My mother is very self-aware. Although she has been very anxious to urge me before, she has never tried to introduce me to a dating partner. She has a simple understanding that her son is seeing the world in a big city, and the people she introduces in her circle of friends in her hometown are definitely not suitable for her son.

As parents, if you want to provide useful help to your unmarried children, you must first ask and understand their true thoughts.

Find a private, warm, and relaxed occasion, and ask your children in a respectful tone if they have encountered difficulties in finding a partner, and if they need help, and what kind of person they want to find if they need an introduction. Asking during a New Year’s dinner in front of many relatives is definitely not a suitable occasion, and using a questioning tone like “what kind of person do you want” will definitely not elicit the truth.

When the children really confide in their parents, tell their true thoughts, and tell their requirements for choosing a partner, the parents can then arrange for an introduction. It’s not too late.

At the very least, parents can also support their unmarried children and young people of the right age to travel, exercise, and dance together in terms of time and money, and help their children create opportunities to naturally contact their peers.

Third, encourage your children as much as possible instead of belittling them

If you want your children to find high-quality partners, composure and self-confidence are essential conditions, and the encouragement and support from their own parents are very important to the self-confidence of unmarried young people.

Unmarried children want to hear their parents say:

My son/daughter is great and will definitely find a very good partner.

You are already very good, you don’t necessarily have to find someone with high hardware conditions, we don’t have to rush, find someone who is comfortable to get along with, and the most important thing is to really like them.

Unmarried children are most afraid of hearing their parents say:

You are not young anymore, don’t be picky, find someone who is almost the same and settle down, in a few years you will be even less wanted!

Our family’s conditions are not that good, although that person’s appearance is average, but the job is stable and the benefits are good, I don’t know how many people are rushing to get it, you should seize the opportunity and take the initiative to contact them!

In fact, the evaluations that can really hurt a person often come from their closest and dearest people, especially their parents. Although unmarried children are already adults, they will still feel a strong sense of frustration and still aggravate their inferiority complex when they hear belittling and suppression from their parents.

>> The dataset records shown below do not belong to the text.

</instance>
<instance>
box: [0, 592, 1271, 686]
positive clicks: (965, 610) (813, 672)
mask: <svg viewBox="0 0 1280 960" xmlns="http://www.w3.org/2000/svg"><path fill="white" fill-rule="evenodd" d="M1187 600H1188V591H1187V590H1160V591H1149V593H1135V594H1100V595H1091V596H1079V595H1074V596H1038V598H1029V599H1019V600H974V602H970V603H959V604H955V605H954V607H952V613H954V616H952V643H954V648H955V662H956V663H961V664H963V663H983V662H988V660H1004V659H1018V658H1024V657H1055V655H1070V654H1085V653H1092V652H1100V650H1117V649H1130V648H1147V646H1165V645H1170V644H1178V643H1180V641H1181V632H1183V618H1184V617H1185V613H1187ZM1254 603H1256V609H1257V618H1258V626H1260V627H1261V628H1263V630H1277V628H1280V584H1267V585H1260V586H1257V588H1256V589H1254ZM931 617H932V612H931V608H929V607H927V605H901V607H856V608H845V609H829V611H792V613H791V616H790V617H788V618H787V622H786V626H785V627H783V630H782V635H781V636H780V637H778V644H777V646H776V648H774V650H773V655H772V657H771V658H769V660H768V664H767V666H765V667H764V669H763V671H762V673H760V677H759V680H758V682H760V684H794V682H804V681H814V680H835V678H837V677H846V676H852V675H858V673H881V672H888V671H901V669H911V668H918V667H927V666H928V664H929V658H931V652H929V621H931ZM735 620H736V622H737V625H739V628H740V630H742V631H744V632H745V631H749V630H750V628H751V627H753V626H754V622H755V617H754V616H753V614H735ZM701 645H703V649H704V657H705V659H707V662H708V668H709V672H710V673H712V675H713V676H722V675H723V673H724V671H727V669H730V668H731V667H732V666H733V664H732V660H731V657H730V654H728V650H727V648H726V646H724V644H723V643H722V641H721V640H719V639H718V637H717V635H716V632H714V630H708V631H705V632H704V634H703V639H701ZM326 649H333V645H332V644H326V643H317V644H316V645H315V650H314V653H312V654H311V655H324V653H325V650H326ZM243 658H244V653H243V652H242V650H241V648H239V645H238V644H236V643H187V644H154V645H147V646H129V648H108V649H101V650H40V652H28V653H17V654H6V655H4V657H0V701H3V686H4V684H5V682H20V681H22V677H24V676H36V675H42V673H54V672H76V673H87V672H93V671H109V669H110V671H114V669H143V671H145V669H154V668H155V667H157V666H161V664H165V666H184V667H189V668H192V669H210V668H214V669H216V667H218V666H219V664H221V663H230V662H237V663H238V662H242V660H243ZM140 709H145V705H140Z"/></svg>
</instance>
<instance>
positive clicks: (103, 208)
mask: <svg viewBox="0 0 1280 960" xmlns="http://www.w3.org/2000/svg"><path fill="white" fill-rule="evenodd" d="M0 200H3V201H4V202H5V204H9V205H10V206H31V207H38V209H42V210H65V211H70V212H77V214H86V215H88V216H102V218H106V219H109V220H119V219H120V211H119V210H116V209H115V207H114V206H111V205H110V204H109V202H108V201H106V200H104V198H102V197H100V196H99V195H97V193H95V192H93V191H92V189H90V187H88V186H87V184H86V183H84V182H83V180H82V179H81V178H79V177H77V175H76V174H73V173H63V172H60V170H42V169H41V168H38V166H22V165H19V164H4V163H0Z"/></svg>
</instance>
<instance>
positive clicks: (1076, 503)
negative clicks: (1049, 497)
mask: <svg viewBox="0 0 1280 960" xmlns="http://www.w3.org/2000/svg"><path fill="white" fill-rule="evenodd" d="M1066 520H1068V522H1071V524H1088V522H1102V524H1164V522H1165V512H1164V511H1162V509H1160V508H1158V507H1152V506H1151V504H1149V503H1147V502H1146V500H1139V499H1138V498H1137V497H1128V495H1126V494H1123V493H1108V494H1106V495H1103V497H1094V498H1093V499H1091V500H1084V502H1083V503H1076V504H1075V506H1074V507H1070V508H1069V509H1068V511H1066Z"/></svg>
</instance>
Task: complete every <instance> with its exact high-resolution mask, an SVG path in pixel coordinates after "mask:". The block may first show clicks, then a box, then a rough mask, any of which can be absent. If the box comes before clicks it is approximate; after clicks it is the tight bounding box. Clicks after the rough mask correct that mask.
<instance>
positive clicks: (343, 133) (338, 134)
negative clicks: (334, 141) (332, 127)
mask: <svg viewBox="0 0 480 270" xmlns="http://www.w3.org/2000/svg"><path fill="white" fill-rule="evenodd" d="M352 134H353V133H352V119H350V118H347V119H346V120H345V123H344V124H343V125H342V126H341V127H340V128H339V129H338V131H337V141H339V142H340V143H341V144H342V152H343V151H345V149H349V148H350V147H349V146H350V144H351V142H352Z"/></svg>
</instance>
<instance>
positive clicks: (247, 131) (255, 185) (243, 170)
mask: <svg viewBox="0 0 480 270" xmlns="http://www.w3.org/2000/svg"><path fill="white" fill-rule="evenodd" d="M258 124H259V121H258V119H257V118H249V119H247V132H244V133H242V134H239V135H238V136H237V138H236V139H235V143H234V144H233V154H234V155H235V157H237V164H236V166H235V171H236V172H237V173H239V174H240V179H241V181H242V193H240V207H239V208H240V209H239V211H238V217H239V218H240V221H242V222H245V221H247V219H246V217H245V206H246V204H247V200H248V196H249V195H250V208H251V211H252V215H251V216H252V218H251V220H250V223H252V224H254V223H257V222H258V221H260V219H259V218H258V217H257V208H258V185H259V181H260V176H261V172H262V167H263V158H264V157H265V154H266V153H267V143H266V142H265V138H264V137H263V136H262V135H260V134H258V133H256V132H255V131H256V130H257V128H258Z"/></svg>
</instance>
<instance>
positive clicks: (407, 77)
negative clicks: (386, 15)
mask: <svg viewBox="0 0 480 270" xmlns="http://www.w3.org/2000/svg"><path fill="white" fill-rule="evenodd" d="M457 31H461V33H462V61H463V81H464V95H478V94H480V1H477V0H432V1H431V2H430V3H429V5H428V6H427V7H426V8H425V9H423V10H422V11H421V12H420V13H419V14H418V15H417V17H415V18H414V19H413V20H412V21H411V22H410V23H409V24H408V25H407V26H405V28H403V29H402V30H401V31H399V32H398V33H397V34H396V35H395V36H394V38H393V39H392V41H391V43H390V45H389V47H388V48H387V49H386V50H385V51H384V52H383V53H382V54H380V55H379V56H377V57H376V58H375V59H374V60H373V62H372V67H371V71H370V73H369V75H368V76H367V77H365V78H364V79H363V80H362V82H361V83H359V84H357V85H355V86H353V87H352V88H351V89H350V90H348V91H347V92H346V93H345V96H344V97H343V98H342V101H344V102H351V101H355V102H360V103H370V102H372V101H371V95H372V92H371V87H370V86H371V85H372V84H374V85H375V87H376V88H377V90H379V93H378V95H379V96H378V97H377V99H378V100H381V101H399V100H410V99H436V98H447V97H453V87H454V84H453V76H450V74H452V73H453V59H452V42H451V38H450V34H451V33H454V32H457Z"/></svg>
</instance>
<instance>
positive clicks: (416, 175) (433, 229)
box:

When people are anxious, they are prone to make mistakes, and when people are inferior, their attractiveness in love and marriage will also plummet.

Therefore, if parents really want their children to get married as soon as possible and hope that their children will find a suitable partner, they need to encourage and support their children more, rather than belittle and suppress them.

Unfortunately, in reality, many parents do the exact opposite of the above few points, thinking that they are working hard to worry about their children’s marriage, but in fact, they are making things difficult for their children and making a mess of their love and marriage.

It is true that parents in the world have a heart of love, but they also need to use the right approach.

I wish everyone a warm and happy Spring Festival and a healthy and happy life.